Un autre alignement, mais cette fois monumental et vertical, me met en déplacement au cœur d’une installation qui par sa « présence » à l’échelle humaine, me met en relation avec la diversité urbaine, sociale et culturelle, des individus croisés IN SITU. Huit grands dessins sur toile établissent, grâce à la structure de leurs châssis métalliques, un alignement diagonal de personnages isolés sur la blancheur translucide de leurs supports. Je peux comme tous les visiteurs me déplacer d’un panneau à l’autre, pour inverser le trouble de leur fausse transparence – trouble qui favorise cependant toujours des rencontres impromptues.

Catherine les a dessinés au trait, comme dans une sorte de parcours contournant leurs habits, mais en utilisant seulement le bleu et le rouge.
C’est ainsi que trois dessins contournés de bleu peuvent échanger avec trois autres, rouges, dans ce lieu marqué de façon permanente par le tricolore de sa fonction.

Nos déplacements labyrinthiques avec ces personnages fonctionnent en harmonie avec la continuité du tracé de leurs silhouettes, et s’inscrivent dans les méandres de la richesse d’échanges multiculturels.

Au début de ce parcours comme à la fin, deux grands dessins de même taille font se croiser deux personnes, l’une bleue l’autre rouge, afin de rendre encore plus dense ces échanges humains.

Grâce à la translucidité des supports et à leurs dimensions humaines je circule entre ces panneaux qui, légèrement détachés du sol, isolent encore davantage ces hommes et femmes qui sont en suspens dans l’espace. De par ce positionnement, leur véritable taille à échelle humaine domine la nôtre tout en se laissant vêtir des piétinements de tous les visiteurs/regardeurs, qui de face ou de dos associent ces images translucides à la mouvance d’une population à égalité sur ce territoire.
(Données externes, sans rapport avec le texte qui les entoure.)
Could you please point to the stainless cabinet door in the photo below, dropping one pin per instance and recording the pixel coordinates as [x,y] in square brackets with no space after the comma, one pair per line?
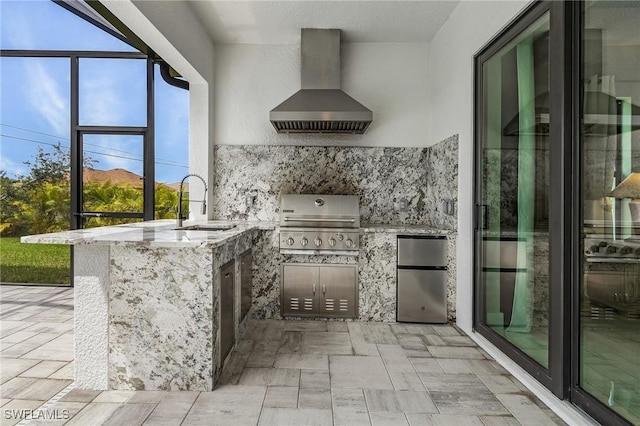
[338,284]
[299,289]
[246,283]
[422,295]
[227,303]
[422,251]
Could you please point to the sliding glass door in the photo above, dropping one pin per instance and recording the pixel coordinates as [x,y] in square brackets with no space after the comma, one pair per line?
[609,299]
[557,233]
[513,192]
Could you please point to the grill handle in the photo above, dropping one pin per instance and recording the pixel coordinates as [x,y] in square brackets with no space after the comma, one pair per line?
[306,219]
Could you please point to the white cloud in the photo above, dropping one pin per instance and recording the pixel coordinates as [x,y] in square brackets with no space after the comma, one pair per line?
[46,98]
[12,168]
[113,146]
[18,30]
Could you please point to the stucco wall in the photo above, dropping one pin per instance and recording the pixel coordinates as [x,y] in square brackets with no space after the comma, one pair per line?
[470,26]
[173,31]
[389,78]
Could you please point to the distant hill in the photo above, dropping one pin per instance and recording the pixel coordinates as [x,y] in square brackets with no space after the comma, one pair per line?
[118,177]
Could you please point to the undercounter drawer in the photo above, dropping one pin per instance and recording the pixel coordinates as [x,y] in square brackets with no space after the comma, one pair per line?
[422,251]
[422,295]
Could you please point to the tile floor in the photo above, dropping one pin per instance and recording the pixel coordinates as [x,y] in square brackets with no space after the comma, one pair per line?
[281,373]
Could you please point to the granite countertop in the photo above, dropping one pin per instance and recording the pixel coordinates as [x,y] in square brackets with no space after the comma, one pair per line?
[403,229]
[155,233]
[162,233]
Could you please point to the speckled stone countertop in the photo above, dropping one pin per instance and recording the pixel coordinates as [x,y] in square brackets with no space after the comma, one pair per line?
[403,229]
[156,233]
[162,233]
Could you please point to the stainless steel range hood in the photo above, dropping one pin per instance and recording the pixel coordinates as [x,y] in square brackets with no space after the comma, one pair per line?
[320,106]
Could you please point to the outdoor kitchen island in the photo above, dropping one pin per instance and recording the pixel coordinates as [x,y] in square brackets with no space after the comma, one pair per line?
[147,297]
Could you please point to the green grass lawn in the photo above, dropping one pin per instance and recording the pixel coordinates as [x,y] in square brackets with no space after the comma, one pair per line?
[34,263]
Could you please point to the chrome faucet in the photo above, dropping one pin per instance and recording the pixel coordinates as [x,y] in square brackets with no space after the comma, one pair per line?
[203,209]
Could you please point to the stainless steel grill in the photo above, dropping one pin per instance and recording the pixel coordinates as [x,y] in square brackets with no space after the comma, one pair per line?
[317,224]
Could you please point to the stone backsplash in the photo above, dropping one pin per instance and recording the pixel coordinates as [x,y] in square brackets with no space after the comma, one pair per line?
[381,177]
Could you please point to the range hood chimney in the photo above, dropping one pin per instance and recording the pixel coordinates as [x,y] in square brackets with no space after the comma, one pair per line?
[320,106]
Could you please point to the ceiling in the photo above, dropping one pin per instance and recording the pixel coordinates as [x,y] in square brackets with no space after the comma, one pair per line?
[279,22]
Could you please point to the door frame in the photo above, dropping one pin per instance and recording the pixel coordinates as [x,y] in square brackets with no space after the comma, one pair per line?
[555,377]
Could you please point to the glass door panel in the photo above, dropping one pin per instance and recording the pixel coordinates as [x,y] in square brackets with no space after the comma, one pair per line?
[609,352]
[514,191]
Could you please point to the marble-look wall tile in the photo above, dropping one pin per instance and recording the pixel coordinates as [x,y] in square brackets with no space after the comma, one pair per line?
[161,298]
[380,176]
[442,183]
[377,276]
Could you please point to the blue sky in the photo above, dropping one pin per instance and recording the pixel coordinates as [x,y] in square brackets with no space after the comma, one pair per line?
[34,94]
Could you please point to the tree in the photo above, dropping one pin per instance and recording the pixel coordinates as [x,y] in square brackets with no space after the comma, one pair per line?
[51,166]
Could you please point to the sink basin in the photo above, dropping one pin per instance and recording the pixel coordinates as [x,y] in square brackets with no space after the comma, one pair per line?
[205,228]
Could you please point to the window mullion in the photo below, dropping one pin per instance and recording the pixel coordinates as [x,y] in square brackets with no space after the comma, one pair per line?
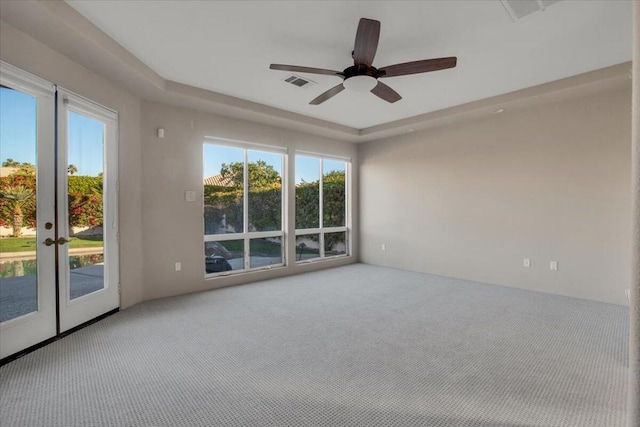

Encore une fois, un merveilleux paradoxe !
Cette mise en espace dans ce lieu investi subtilement par Catherine Van den Steen donne à ses œuvres une ponctuation de « présences » multiples, associant visiteurs et participants au colloque « Égalité et Territoire ». Tous, ils emprunteront cette avenue conduisant à l’amphithéâtre…

Nous sommes vraiment… IN CITE / IN SITU.